Operazione congiunta tra Italia e Croazia: colpo al crimine organizzato
Una vasta operazione della Polizia di Stato italiana si è svolta in Croazia, nel distretto di Zagabria, in collaborazione con le autorità di sicurezza locali. Gli agenti italiani, al servizio della Procura distrettuale antimafia di Salerno, stanno attuando misure cautelari emesse da un giudice in seguito ad indagini approfondite.
Le accuse mosse nei confronti dei soggetti coinvolti sono di particolare gravità. I reati comprendono **associazione finalizzata al traffico di sostanze stupefacenti**, **tentato omicidio**, **estorsione**, e l’**importazione di armi da guerra** nel territorio italiano. Inoltre, si aggiungono le accuse di **porto e detenzione illegale di armi**, **lesioni personali** e **violenza privata**, aggravate dall’utilizzo di metodi mafiosi. È stato contestato anche il reato di **favoreggiamento dell’immigrazione clandestina** e l’**accesso indebito a dispositivi di comunicazione** da parte di detenuti.
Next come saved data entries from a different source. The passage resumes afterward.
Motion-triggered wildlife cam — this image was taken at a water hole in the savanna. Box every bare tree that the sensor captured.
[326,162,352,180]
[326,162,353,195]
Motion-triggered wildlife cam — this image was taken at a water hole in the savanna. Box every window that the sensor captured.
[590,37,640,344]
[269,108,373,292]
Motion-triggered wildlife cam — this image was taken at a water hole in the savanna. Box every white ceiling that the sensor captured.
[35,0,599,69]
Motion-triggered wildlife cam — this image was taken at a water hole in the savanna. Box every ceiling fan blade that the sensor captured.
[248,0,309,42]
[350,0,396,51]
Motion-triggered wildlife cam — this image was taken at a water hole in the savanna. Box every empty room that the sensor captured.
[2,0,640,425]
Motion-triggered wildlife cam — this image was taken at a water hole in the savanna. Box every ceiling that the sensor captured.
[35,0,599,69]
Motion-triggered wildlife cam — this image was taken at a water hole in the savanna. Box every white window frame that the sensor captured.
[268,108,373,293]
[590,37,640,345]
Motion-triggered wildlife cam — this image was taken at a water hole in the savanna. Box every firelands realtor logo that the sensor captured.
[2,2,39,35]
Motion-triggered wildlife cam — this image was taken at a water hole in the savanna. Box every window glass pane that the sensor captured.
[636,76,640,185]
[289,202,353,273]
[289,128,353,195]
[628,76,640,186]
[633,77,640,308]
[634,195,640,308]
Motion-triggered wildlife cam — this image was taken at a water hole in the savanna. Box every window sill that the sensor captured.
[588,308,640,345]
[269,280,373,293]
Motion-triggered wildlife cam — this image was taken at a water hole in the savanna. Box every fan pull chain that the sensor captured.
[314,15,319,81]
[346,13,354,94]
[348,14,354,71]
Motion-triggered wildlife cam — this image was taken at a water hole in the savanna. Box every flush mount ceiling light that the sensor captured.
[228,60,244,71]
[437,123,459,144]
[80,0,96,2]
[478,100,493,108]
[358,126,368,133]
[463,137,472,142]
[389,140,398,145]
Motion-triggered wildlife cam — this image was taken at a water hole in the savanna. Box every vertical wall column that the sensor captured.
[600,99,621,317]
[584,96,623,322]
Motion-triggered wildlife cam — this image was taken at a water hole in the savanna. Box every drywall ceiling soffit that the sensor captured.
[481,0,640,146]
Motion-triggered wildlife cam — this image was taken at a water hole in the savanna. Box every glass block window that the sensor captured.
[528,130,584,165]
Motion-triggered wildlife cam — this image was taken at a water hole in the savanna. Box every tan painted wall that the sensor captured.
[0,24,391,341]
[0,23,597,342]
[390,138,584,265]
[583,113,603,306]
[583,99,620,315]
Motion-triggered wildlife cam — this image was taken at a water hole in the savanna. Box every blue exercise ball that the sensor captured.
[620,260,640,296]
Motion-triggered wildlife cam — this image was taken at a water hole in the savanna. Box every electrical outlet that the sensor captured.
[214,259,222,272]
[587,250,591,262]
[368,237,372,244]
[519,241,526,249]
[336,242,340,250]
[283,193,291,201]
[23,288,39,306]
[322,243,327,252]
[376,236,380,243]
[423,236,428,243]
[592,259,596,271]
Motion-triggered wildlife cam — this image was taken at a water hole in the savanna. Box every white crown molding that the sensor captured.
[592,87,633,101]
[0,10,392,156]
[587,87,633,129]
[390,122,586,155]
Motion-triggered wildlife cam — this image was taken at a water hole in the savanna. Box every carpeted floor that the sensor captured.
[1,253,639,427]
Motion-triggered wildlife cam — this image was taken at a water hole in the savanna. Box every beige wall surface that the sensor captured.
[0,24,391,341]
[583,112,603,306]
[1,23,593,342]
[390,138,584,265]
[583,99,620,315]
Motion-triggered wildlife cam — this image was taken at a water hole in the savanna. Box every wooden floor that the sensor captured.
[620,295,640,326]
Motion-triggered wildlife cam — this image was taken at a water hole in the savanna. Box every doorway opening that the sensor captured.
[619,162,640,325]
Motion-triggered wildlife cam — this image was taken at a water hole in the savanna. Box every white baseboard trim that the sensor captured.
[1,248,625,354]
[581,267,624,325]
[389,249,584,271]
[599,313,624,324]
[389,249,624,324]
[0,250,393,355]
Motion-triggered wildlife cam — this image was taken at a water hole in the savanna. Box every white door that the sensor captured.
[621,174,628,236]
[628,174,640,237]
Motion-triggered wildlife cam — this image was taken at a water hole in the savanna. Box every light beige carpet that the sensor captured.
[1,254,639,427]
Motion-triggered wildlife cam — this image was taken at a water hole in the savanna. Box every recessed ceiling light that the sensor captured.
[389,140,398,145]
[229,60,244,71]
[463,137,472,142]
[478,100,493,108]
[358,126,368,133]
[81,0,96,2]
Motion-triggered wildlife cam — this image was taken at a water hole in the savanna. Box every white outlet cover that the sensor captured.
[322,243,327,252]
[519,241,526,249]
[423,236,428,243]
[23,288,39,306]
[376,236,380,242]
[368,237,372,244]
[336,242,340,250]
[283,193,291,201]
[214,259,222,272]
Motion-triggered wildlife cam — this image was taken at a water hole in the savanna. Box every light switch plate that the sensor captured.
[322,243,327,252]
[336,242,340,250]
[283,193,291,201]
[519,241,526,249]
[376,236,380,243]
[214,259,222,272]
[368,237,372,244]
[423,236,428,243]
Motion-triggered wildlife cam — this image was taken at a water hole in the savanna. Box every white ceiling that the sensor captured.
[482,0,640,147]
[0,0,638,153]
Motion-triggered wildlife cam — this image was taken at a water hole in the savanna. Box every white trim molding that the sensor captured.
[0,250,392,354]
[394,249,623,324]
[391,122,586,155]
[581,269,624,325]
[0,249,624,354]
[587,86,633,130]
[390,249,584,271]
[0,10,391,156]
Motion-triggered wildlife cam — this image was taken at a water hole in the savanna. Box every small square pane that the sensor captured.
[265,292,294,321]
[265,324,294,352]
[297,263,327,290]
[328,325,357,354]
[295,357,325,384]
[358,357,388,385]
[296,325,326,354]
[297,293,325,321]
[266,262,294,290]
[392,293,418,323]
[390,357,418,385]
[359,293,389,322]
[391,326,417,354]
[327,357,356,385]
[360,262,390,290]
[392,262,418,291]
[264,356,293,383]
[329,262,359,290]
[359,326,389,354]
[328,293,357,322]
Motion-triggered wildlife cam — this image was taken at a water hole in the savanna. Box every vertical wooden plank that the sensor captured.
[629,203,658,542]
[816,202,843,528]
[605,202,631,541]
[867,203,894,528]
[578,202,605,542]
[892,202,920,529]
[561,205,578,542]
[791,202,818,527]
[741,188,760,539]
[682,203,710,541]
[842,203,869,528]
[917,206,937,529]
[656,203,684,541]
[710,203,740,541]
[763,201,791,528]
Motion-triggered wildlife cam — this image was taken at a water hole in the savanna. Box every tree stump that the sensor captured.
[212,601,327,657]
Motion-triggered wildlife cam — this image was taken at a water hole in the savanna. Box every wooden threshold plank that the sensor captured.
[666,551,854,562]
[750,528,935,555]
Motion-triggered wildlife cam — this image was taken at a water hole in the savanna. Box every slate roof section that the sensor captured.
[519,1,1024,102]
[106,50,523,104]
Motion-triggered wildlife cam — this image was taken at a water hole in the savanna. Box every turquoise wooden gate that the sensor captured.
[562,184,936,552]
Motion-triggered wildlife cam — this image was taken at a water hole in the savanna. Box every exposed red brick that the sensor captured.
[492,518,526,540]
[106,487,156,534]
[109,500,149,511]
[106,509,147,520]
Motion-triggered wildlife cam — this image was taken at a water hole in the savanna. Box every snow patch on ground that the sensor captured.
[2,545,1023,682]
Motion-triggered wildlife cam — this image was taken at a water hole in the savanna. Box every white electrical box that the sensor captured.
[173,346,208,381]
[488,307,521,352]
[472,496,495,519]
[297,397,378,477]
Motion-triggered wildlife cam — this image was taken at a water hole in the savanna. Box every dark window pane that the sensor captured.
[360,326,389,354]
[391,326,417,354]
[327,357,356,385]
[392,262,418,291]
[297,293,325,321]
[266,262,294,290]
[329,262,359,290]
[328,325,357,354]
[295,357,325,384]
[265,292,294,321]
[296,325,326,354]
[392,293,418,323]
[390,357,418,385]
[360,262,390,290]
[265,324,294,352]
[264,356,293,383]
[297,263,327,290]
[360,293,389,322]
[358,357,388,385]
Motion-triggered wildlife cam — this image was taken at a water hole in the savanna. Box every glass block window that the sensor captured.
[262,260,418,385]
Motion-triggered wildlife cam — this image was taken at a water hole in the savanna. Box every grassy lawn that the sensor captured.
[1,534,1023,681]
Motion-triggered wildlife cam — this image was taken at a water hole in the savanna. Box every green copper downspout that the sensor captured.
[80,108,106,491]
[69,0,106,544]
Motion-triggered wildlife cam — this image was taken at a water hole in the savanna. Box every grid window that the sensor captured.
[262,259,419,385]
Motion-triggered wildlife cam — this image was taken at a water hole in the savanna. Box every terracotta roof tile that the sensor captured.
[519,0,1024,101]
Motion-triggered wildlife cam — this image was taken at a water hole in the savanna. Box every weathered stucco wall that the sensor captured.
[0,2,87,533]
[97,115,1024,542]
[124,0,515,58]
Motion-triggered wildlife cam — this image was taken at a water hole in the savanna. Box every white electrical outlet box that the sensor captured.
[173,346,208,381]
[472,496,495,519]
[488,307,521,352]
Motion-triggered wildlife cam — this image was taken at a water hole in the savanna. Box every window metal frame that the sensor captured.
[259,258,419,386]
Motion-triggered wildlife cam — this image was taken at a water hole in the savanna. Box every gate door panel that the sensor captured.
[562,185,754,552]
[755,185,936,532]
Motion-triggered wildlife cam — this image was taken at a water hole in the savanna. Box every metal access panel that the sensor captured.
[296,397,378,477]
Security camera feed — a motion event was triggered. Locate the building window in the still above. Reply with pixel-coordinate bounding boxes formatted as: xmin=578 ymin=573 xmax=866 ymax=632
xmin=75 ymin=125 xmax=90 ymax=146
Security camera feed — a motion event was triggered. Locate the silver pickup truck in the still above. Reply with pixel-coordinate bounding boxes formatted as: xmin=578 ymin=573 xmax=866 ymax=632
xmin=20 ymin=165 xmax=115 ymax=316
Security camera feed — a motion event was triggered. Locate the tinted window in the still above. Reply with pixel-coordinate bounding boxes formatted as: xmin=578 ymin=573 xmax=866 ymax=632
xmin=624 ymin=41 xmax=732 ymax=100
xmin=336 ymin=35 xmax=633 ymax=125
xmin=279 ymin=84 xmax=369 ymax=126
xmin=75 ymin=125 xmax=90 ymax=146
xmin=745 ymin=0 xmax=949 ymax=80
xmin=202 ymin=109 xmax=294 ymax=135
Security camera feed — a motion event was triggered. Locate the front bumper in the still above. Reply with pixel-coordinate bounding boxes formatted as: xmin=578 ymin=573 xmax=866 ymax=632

Questo intervento rappresenta il risultato di un lavoro investigativo congiunto, gestito dagli Uffici investigativi della Polizia di Stato, in particolare dal Sisco di Salerno e dal Servizio Centrale Operativo. La direzione è stata affidata alla Direzione Distrettuale Antimafia di Salerno, supportata dalla Direzione Nazionale Antimafia e Antiterrorismo e da Eurojust. Secondo le informazioni fornite in una nota ufficiale, **questo scambio di informazioni** con l’Ufficio croato Uskok, specializzato nella lotta contro la corruzione e la criminalità organizzata, ha svolto un ruolo cruciale nell’operazione.